All reviewers:$We thank the reviewers for their feedback. We have two overarching motivations in this paper. 1.) Lake et al. see the one-shot generalization properties as a ‘challenge for neural models’, and we aimed to show that this is not the case. Furthermore, this is possible in models that use only limited forms of domain knowledge.
2.) We wish to stress-test our models to better understand their limitations. Work in deep generative models has progressed significantly in recent years and we show that the established methodology, with some modifications, is mature and has many applications beyond those explored in the initial papers.
Reviewer 1:
The complexity of the model is no different from most deep generative models and scales linearly with the number of generation steps. In practice, this means that the results we show have been trained for 4-6 days using 4 GPUs and small minibatches. We did not explore hyperparameters extensively. The most important are the number of computation steps (80 - 100 worked well for us), the choice of the canvas transition function (additive worked well in all cases) and the type of attention used (spatial transformer being the most generic).

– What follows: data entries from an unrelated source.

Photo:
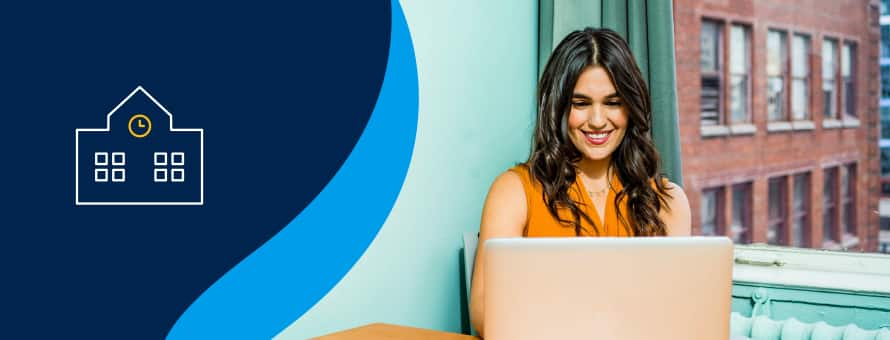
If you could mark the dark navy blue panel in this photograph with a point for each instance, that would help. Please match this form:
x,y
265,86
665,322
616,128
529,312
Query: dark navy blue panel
x,y
282,92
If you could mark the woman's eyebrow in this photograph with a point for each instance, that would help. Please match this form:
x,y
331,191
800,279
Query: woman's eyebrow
x,y
584,96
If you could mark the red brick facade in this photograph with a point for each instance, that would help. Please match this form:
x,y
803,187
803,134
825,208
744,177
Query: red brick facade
x,y
727,159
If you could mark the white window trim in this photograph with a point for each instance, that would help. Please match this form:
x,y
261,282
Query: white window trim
x,y
123,157
714,130
778,126
832,124
173,161
164,162
743,129
96,158
802,125
850,122
862,272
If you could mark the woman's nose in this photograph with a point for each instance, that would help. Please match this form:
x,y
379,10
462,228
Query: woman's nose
x,y
597,117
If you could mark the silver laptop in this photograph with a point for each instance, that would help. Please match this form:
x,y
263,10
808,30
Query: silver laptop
x,y
608,288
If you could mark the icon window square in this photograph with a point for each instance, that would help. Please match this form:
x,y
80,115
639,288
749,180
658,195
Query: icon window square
x,y
101,158
118,175
160,175
101,175
160,158
118,158
177,175
177,158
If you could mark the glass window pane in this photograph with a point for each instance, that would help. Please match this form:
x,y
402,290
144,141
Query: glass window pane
x,y
775,95
739,98
885,81
828,55
885,161
800,48
829,48
800,99
849,73
829,204
709,212
741,217
885,41
775,50
738,49
710,32
885,122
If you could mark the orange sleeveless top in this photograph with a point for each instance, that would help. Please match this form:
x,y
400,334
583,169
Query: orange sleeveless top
x,y
540,223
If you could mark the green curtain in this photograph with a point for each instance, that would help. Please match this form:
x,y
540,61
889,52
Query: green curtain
x,y
648,26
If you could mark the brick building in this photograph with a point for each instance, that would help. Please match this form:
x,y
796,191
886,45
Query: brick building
x,y
778,105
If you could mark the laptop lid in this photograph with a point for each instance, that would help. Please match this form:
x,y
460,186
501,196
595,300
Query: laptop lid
x,y
608,288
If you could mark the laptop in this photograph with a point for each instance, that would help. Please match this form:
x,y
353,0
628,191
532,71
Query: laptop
x,y
608,288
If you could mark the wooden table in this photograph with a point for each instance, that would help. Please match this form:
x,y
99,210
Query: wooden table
x,y
382,331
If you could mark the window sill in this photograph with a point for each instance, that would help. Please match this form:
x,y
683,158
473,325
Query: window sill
x,y
850,241
803,125
742,129
832,124
714,130
778,126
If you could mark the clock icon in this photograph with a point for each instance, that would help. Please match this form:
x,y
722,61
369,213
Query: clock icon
x,y
139,125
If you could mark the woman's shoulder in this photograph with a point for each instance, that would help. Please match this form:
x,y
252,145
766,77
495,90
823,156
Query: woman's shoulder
x,y
677,215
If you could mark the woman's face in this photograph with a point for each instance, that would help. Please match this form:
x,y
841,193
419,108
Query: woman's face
x,y
598,117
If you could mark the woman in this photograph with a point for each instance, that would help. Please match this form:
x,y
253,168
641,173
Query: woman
x,y
592,152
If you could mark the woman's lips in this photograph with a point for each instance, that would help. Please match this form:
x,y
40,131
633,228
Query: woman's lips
x,y
597,138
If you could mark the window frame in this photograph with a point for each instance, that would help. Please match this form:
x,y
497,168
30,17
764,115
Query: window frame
x,y
746,188
807,79
784,74
748,52
780,222
719,69
848,98
835,68
719,211
830,208
803,213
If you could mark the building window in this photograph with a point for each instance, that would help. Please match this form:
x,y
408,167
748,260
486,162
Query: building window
x,y
776,229
741,213
169,167
110,167
885,122
885,170
739,72
829,207
800,74
776,73
829,78
885,41
848,75
712,212
711,65
885,81
800,222
848,200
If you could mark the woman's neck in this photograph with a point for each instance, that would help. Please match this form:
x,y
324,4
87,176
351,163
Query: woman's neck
x,y
594,170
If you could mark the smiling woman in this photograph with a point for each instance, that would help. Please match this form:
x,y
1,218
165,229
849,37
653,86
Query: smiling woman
x,y
593,170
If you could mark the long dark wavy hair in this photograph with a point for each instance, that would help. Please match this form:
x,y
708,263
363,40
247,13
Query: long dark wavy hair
x,y
635,160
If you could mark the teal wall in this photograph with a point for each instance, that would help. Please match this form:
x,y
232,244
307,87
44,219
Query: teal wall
x,y
477,66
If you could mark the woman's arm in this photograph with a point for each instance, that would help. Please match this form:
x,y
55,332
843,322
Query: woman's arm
x,y
677,218
504,215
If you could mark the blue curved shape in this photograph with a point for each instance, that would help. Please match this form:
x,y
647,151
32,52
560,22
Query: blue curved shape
x,y
285,277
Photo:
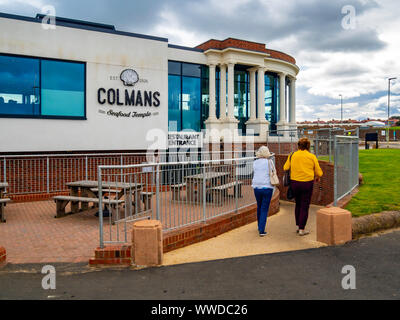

The strong generalisation task is very hard and you are right that the results are closer to the unconditional sampling. This test is highly subjective and common features are sometimes possible to see, though not always. This results shows that there is much more that can be done to improve these models.
Reviewer 3:
The latent variables of the model are the entire set of variables z1, …, z_T. While the conditional distributions per time step are diagonal Gaussian, the joint distribution of the collection is not Gaussian, due to the *non-linear* dependency, which induces multimodality. This is an important property for variational inference, since without modifications to the model structure (e.g., auxiliary vars) or the bound (e.g., Monte Carlo objectives) we can compose tractable building blocks into richer distributions that allow for accurate inference.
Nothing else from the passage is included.